The gender gap in filing for patents

03 Sep 2006 | News
Male scientists are more likely to file patents on their research than their female colleagues.

In one of those "what on earth do we make of that" reports, we learn that "Male academics register patents at twice the rate of their female colleagues, despite equivalent levels of scientific achievements".
That's the message from a survey that we first read about on the European Commission's "Biosociety" web site. It describes a survey commissioned by the Kauffman Foundation, "established in the 1960s to promote entrepreneurship". While the study is of scientists in the USA. the EC's note points out that "the lessons it draws are pertinent for European academics who tend to patent less frequently than their American colleagues".

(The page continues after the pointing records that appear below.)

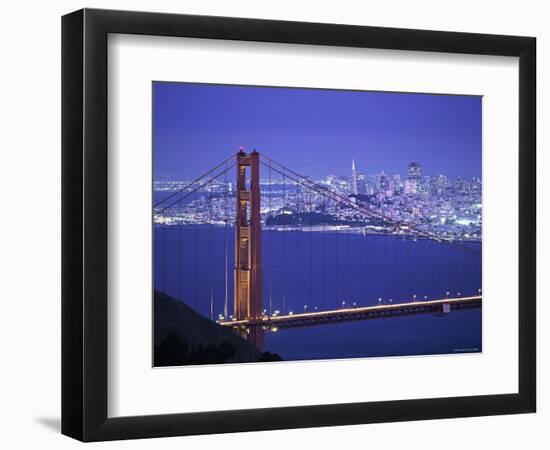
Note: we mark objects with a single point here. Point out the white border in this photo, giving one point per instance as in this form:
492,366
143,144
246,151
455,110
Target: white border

The full document of the study tells us that "women faculty members patent at about 40 percent of the rate of men". As well as highlighting the gender gap, the study also says a lot about the propensity yo patent these days. "Our analyses suggest that patenting has become common in the academic life sciences, particularly for highly productive and networked faculty."
Things are changing, though. "For younger cohorts patenting is widely embraced, although a gender gap remains. Increasingly, however, young female faculty are similar to their male colleagues: they view patents as accomplishments and as a legitimate means to disseminate research. If this trend continues, we may observe further declines in the magnitude of the gender gap in commercializing academic science."